Amid an ongoing row over efforts to bring two members of an Islamic State (IS or ISIS) murder squad to justice, the senior figures have backed a think tank’s report on renewing legislation.
In a new report, Policy Exchange claim a new offence would allow “suitable ground” on which to prosecute captured jihadists Alexanda Kotey and Shafee El-Sheikh, who were part of a quartet named “the Beatles”.
The report’s authors include Labour shadow foreign minister Khalid Mahmood and Conservative Tom Tugendhat, the chair of the House of Commons foreign affairs committee.
In a foreword to the report, Lord Judge, the former lord chief justice of England and Wales, wrote: “If a citizen of this country chooses to fight with the Taliban in Afghanistan against British forces, his crime is more than terrorism.
“It is treason, and should be prosecuted accordingly.”
Former home secretary Amber Rudd has also backed the report along with Richard Walton, the former head of counter-terrorism at Scotland Yard, who said treason is “appropriate” for jihadists.
Mr Mahmood said: “Punishing treason properly is important to signal clearly that our communities condemn betrayal.
“Sentencing traitors to life imprisonment would recognise the gravity of the wrong they have committed and would help protect the public.”
Mr Tugendhat, who told MPs earlier this week a charge of “betrayal” should be brought against Kotey and El-Sheikh, said: “British citizens who aid groups like ISIS, groups that intend to carry out attacks against the UK, or against UK forces are deployed abroad, betray our country and should be condemned.
“The law must be written to ensure they can be stopped and their betrayal is recognised as a distinct crime.”
The government is currently under pressure over its decision not to seek assurances Kotey and El-Sheikh won’t face execution if they are convicted in the US, despite the UK’s long-standing opposition to the death penalty.
The pair, who are currently being held by US-backed forces in Syria, were stripped of UK citizenship after being members of an IS group behind the brutal beheadings of British and US journalists and aid workers.

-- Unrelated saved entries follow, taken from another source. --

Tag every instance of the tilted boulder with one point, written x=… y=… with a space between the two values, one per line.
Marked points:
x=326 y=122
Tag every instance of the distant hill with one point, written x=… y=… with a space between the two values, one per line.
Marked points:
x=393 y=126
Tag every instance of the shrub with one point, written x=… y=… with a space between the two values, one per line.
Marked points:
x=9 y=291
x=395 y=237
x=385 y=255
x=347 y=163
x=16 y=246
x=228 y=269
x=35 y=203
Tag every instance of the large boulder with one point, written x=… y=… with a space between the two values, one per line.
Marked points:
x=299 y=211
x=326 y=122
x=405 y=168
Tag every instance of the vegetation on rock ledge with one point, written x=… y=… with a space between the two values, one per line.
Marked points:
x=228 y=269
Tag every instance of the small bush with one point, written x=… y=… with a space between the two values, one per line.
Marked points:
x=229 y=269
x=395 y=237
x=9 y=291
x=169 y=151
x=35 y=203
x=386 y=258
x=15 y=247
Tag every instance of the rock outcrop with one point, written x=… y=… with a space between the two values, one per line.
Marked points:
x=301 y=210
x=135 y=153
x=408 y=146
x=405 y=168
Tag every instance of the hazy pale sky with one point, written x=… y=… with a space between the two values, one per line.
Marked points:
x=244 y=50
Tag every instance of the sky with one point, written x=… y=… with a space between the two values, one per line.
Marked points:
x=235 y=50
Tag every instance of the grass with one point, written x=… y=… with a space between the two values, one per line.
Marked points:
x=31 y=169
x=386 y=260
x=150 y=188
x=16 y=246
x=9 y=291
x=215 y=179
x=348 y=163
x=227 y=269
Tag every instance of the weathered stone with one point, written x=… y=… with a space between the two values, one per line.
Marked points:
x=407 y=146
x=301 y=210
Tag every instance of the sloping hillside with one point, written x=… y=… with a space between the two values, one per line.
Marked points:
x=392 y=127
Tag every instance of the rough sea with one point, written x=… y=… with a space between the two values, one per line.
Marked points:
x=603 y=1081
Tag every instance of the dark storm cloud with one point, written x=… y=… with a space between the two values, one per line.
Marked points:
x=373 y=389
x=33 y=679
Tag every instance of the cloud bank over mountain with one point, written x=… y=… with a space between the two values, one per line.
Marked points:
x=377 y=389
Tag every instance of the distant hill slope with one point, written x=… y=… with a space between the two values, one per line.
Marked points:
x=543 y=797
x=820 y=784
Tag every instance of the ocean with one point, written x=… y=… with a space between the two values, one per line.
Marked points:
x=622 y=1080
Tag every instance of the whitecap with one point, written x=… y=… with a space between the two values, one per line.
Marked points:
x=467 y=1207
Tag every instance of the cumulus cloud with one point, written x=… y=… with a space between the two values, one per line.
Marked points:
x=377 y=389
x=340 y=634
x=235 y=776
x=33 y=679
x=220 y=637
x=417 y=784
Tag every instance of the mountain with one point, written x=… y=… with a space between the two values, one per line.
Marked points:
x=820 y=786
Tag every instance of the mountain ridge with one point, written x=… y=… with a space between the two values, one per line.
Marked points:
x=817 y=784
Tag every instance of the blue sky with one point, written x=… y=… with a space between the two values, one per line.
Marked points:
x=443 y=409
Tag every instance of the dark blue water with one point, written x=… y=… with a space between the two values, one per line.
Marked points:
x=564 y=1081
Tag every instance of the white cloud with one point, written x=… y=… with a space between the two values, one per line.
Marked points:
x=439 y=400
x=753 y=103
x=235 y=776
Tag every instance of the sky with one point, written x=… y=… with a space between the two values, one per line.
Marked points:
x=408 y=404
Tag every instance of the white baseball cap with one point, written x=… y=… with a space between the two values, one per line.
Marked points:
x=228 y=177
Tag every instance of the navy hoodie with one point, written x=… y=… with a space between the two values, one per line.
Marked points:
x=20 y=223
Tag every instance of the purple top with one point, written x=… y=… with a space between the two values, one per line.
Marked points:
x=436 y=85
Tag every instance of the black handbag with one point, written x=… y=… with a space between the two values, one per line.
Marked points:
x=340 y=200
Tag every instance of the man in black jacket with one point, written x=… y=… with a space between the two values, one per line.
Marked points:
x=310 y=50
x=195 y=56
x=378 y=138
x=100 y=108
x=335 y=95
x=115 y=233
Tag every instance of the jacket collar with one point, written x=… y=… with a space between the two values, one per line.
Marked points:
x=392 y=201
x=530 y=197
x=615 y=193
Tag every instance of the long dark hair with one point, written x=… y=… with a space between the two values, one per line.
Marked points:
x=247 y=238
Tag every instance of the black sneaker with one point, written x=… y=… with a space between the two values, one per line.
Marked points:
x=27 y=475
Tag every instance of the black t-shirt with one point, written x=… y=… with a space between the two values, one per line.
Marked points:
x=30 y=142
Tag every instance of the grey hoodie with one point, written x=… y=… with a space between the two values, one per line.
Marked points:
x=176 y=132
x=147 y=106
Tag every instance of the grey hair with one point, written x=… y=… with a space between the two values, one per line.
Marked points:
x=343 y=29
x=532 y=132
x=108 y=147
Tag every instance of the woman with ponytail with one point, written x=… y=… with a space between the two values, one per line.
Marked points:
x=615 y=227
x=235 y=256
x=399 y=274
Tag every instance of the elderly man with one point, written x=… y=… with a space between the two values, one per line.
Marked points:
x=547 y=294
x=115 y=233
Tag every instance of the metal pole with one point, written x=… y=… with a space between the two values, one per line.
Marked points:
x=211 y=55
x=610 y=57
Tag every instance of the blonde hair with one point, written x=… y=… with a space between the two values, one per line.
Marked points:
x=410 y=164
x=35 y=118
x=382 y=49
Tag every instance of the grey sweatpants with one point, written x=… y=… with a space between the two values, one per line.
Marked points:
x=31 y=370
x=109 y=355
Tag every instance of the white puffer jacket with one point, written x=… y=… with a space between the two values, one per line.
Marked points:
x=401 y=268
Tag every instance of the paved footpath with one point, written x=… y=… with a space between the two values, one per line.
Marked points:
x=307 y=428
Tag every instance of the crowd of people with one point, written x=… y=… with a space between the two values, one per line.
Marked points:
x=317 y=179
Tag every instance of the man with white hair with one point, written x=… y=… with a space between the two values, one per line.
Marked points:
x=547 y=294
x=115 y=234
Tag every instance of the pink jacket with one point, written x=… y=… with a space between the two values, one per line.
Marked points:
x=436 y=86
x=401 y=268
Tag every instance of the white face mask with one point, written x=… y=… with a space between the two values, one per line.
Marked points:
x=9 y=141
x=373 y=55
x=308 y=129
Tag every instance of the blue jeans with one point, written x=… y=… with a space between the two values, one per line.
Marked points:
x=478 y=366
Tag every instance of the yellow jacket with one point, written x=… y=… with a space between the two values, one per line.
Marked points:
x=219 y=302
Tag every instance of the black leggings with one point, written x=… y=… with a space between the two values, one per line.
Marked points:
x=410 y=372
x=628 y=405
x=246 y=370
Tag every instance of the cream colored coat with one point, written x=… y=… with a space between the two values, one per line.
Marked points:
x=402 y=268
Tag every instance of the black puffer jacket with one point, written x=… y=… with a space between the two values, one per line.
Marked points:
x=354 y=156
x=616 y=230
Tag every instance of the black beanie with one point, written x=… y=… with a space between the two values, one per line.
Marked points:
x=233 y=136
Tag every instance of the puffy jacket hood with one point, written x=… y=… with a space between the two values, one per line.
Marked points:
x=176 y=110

Ministers have said they do not believe there is evidence to try the pair in the UK and so do not want to stand in the way of them facing justice in America.
The Treason Act, which dates from 1351, was last used in the UK in 1945 to prosecute William Joyce (otherwise known as Lord Haw-Haw), a Nazi propagandist who assisted Germany during the Second World War.
Chancellor Philip Hammond previously raised the prospect of using treason laws in relation to British nationals who travelled to fight with IS when he was foreign secretary in 2014.
The Policy Exchange report states 193 offenders were jailed between 2006 and 2017 for terrorism offences, and more than 80 of them are due for release before the end of the year.
“If they had been convicted of treason and imprisoned for life, the UK would be considerably safer,” the report said.
The thinktank claims the UK’s terror laws fail to recognise the “wrongfulness of betrayal”, while any new offence should cover the actions of British citizens overseas.
“This new offence would also provide a suitable ground on which to prosecute Alexanda Kotey and Shafee El-Sheikh, the most high-profile British subjects to have joined ISIS and two of the so called ‘Beatles’, whom, surprisingly, it seems our authorities do not otherwise intend to prosecute,” the report added.